Turn 2: "My name is Alex Rivera"
  Agent response: "Thanks, Alex! Let me pull up your account."
  
  Checks:
  [PASS] Contains text: "Alex"
  [PASS] Calls function: lookup_account
  [PASS] Function argument "name" equals "Alex Rivera"

Debugging a Failure

When a turn fails:
  1. Click the failed turn to expand the full agent response.
  2. Review the function call arguments if a function was triggered.
  3. Adjust the prompt or expected behavior definition, then re-run the simulation.
If a check fails intermittently across multiple runs of the same simulation, the LLM may be producing non-deterministic responses. Reduce temperature in the Engine Tab or make the expected behavior check less strict (use “contains” rather than exact match).

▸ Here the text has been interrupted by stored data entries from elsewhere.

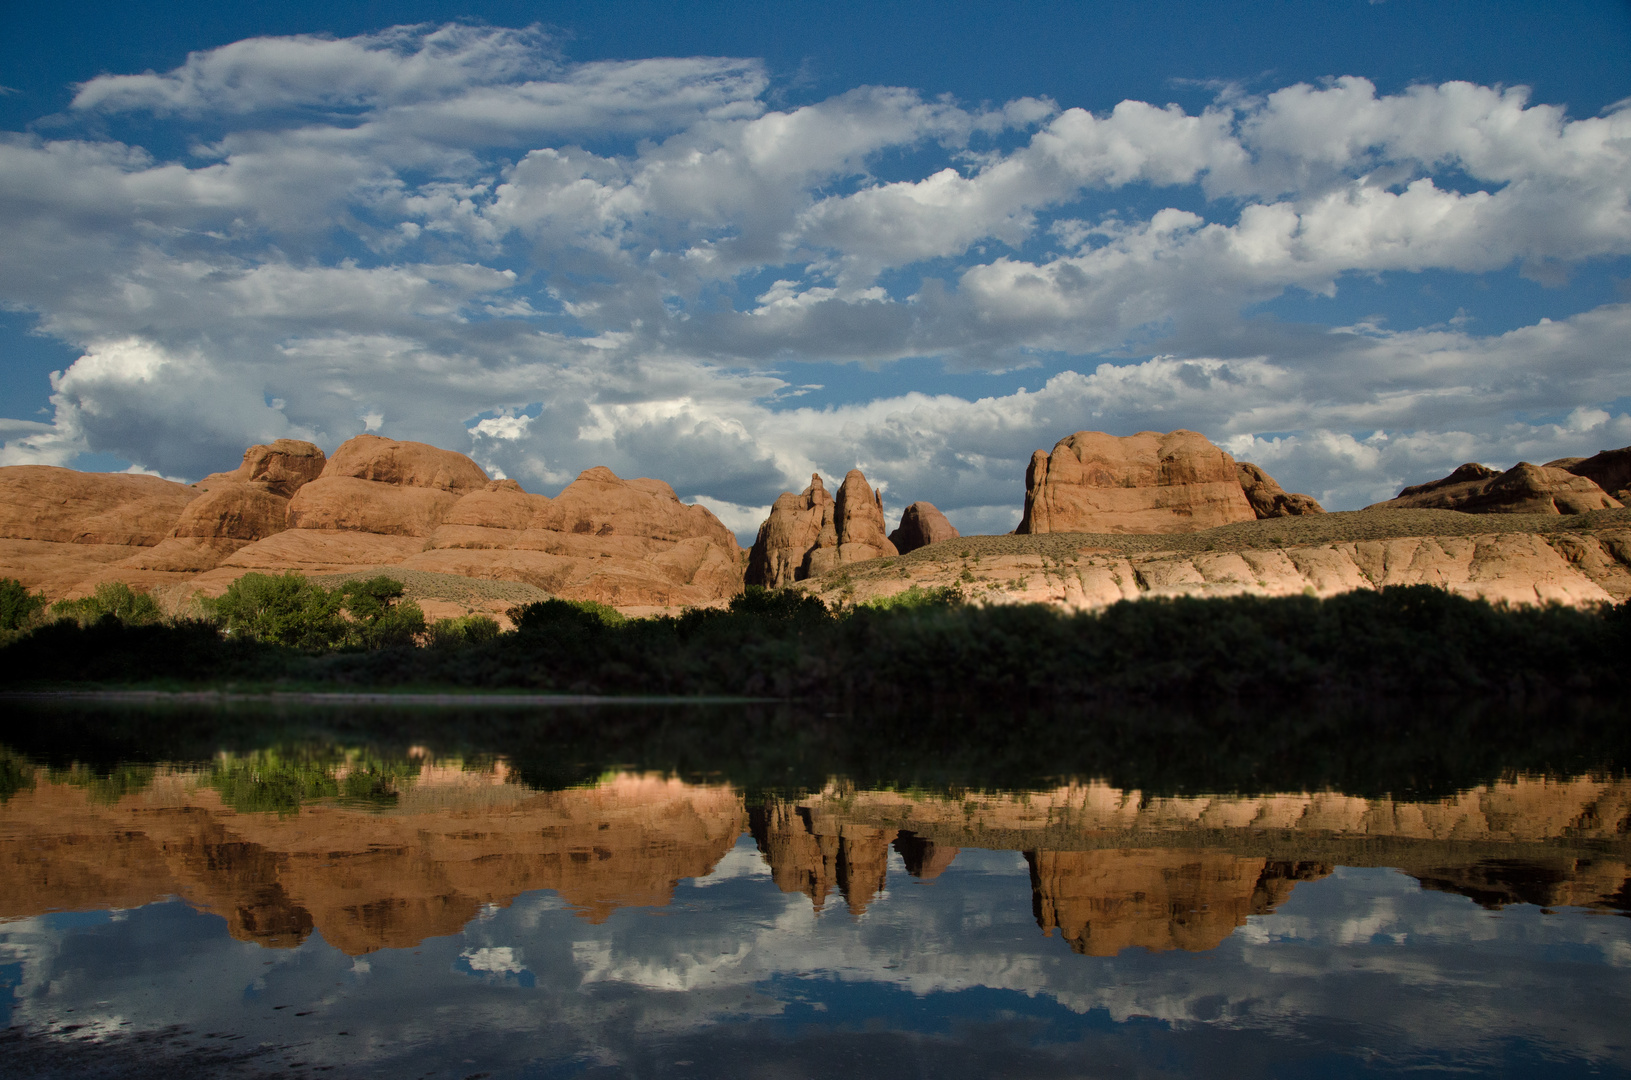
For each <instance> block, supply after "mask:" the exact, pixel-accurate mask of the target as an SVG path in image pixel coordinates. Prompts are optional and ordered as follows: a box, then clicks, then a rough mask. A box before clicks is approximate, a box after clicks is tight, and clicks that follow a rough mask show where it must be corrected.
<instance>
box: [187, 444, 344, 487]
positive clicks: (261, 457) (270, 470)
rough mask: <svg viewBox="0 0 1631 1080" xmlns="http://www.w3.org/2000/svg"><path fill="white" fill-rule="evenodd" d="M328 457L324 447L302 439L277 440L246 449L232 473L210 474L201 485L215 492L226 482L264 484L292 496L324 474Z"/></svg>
mask: <svg viewBox="0 0 1631 1080" xmlns="http://www.w3.org/2000/svg"><path fill="white" fill-rule="evenodd" d="M326 463H328V458H326V457H323V450H321V449H318V447H315V445H312V444H310V442H300V440H298V439H277V440H276V442H267V444H264V445H254V447H250V449H248V450H245V452H243V463H241V465H238V468H235V470H233V471H230V473H210V475H209V476H206V478H204V480H201V481H197V485H194V486H197V488H202V489H206V491H214V489H215V488H219V486H222V485H248V483H253V485H261V486H263V488H264V489H266V491H271V493H272V494H279V496H282V498H285V499H287V498H290V496H292V494H294V493H295V491H298V489H300V486H302V485H305V483H307V481H312V480H316V478H318V476H321V475H323V467H325V465H326Z"/></svg>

Regression Testing After Prompt Changes

Set up a suite of simulations covering your core call scenarios and edge cases. Run the full suite after every prompt change or agent configuration update:
  1. Open the Simulations tab.
  2. Click Run All.
  3. Review the overall pass rate across all simulations.
  4. Investigate any newly failing simulations to understand the impact of your change.
A regression is indicated when a simulation that previously passed now fails after a change. This helps you catch unintended side effects before publishing a new agent version.

Limitations

LimitationDetails
Text input onlyCaller inputs are text. ASR transcription errors that occur on real calls are not simulated.
No audioVoice quality and pronunciation issues are not detectable.
Non-deterministic LLMEven with low temperature, the LLM may vary its exact wording. Write behavior checks to match intent rather than exact phrasing.
No telephonyCarrier-level events (no answer, busy, connection failure) cannot be simulated.